20. — On vient d’imprimer à Londres un recueil de Pièces relatives aux Lettres, Mémoires et Négociations particulières du chevalier d’Éon, ministre plénipotentiaire auprès du roi de la Grande-Bretagne, contenant la Note, Contre-Note, Lettre à M. le duc de Nivernois, et l’Examen des Lettres, Mémoires, etc. Cela forme un volume in-12 de près de trois cents pages. Ces écrits éternisent une affaire misérable.
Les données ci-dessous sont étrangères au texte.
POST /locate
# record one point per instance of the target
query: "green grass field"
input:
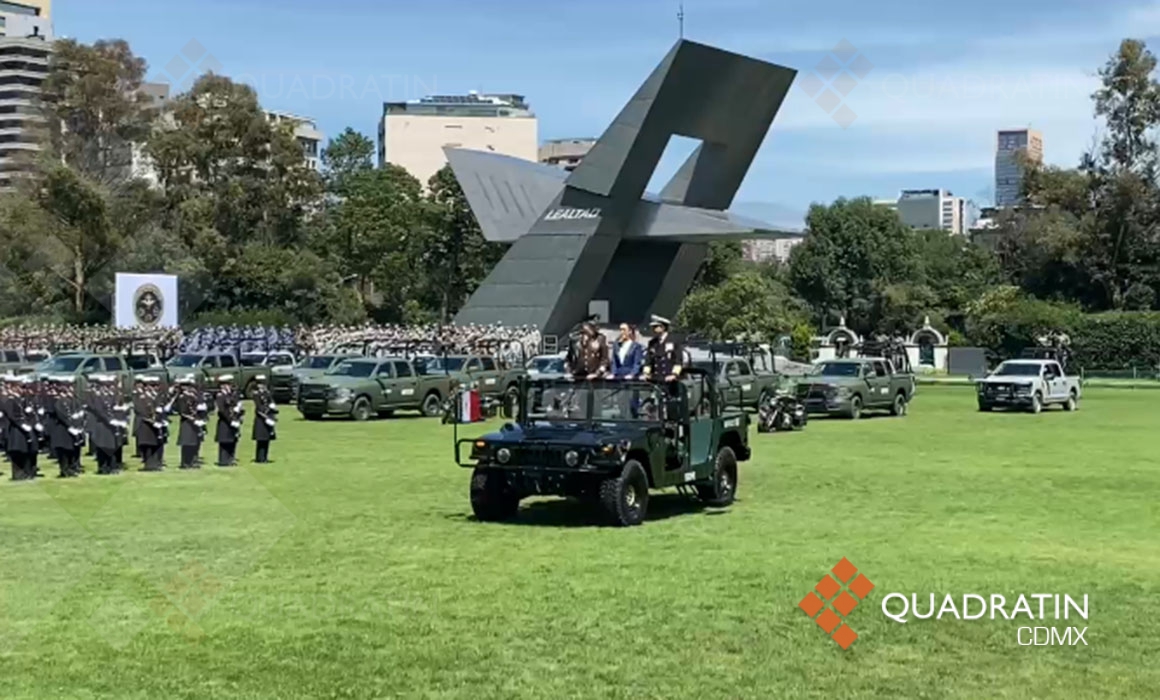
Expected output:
(352, 568)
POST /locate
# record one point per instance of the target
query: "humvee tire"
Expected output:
(722, 490)
(625, 498)
(491, 500)
(361, 410)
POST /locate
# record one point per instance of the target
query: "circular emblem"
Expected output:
(147, 304)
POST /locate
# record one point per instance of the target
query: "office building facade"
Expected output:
(413, 134)
(1008, 171)
(565, 152)
(26, 35)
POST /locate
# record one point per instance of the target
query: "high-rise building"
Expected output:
(1008, 171)
(565, 152)
(306, 131)
(413, 134)
(932, 209)
(26, 35)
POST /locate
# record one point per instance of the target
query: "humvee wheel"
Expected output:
(433, 405)
(361, 410)
(722, 490)
(625, 497)
(491, 500)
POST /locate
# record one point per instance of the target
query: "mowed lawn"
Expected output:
(352, 568)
21. — Il paraît un ouvrage qui a pour titre : Considérations sur les Gouvernemens ancien et présent de la France, par M. le marquis d’Argenson, volume in-8o de plus de trois cents pages. Cet écrit, dont Rousseau parle avec éloge dans son Contrat Social[6], traite des intérêts de la France avec ses voisins, et propose un plan de gouvernement intérieur qui obvie aux abus qui règnent dans l’administration. Cette œuvre posthume d’un homme qui a été à même d’en connaître les vices par les places qu’il a remplies, paraît être du plus grand sens et présente un tableau que tout autre que lui aurait eu peine à tracer ; mais il part de la paix de 1748. Quelle différence d’époque à celle d’aujourd’hui ! On ne doit la publication de cet ouvrage qu’à une infidélité.
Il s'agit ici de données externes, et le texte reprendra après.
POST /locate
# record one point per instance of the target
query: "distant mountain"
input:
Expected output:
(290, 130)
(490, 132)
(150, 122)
22. — Il paraît une brochure de trente-une pages in-12, intitulée : Réflexions sur les Arrêtés du Parlement séant à Paris, du 29 mars et 7 juin 1764. Son but est de faire voir que les termes de cour première, de cour capitale, de justice, de capitale de France, de cour métropolitaine, de siège unique de la pairie, etc., employés dans les arrêtés, supposent que les autres classes du parlement sont des cours secondes, suffragantes d’une métropole, des cours qui ne sont pas des sièges de la pairie, ce qui paraît contraire à l’unité essentielle des parlemens, d’autant que les qualifications que la classe séant à Paris s’attribue, ne conviennent qu’à la collection de toutes les classes ; qu’il s’ensuivrait de cette prétention de la classe séant à Paris, que les prérogatives dont elle jouit principalement, parce que le roi habite dans son ressort, seraient perdues pour elle, si le souverain établissait ailleurs un domicile permanent, ce qui la priverait d’un droit qu’elle partage et doit partager avec toutes les autres classes.
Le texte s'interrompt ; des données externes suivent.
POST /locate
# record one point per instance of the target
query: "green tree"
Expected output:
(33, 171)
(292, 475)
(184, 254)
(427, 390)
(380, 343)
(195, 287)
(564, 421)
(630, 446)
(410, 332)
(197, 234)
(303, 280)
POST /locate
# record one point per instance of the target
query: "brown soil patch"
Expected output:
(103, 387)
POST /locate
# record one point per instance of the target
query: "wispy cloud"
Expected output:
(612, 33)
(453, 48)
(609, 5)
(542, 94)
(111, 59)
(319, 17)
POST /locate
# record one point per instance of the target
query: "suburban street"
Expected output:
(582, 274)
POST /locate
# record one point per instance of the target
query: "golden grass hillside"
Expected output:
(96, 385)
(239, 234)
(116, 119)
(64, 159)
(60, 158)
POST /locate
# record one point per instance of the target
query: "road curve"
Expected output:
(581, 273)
Amusemens philosophiques. Ce livre, en deux volumes, est la production de M. de Montagnac, ci-devant capitaine au régiment de Bresse. Ils contiennent des réflexions sur l’état militaire, quelques anecdotes romanesques, des morceaux d’histoire, enfin la Fille de Seize ans, ou la Capricieuse, comédie en vers et en trois actes. Cet ouvrage fait honneur à l’âme de ce militaire ; il annonce de la bonne volonté. Comme littéraire, il est médiocre. Son pinceau est mou, trivial et sans chaleur, son style froid et languissant ; ses vers sont pitoyables et prosaïques.

24. — Nous apprenons de Portugal que M. Freire, prêtre de l’Oratoire, déguisé jusqu’à présent sous le nom de Candido Lusitano, vient de faire paraître à Lisbonne une traduction de l’Athalie de Racine, avec un commentaire. Cette production, qui fait honneur au traducteur, est une des meilleures preuves des efforts que fait ce savant ecclésiastique contre le mauvais goût qui déshonore cette littérature étrangère. On lit à la tête de l’ouvrage une préface excellente, où toutes les beautés de ce drame sont approfondies et développées. Une remarque singulière, et qui paraît assurer à jamais la supériorité à Racine sur Corneille, c’est que les étrangers ne balancent pas entre ces deux auteurs. Ils disent que les tragédies de Racine sont mieux organisées : c’est le mot dont se servent les Italiens, les Espagnols et les Portugais, c’est-à-dire quelles remplissent mieux leur objet, qui est de remuer, de pénétrer, de faire fondre le cœur.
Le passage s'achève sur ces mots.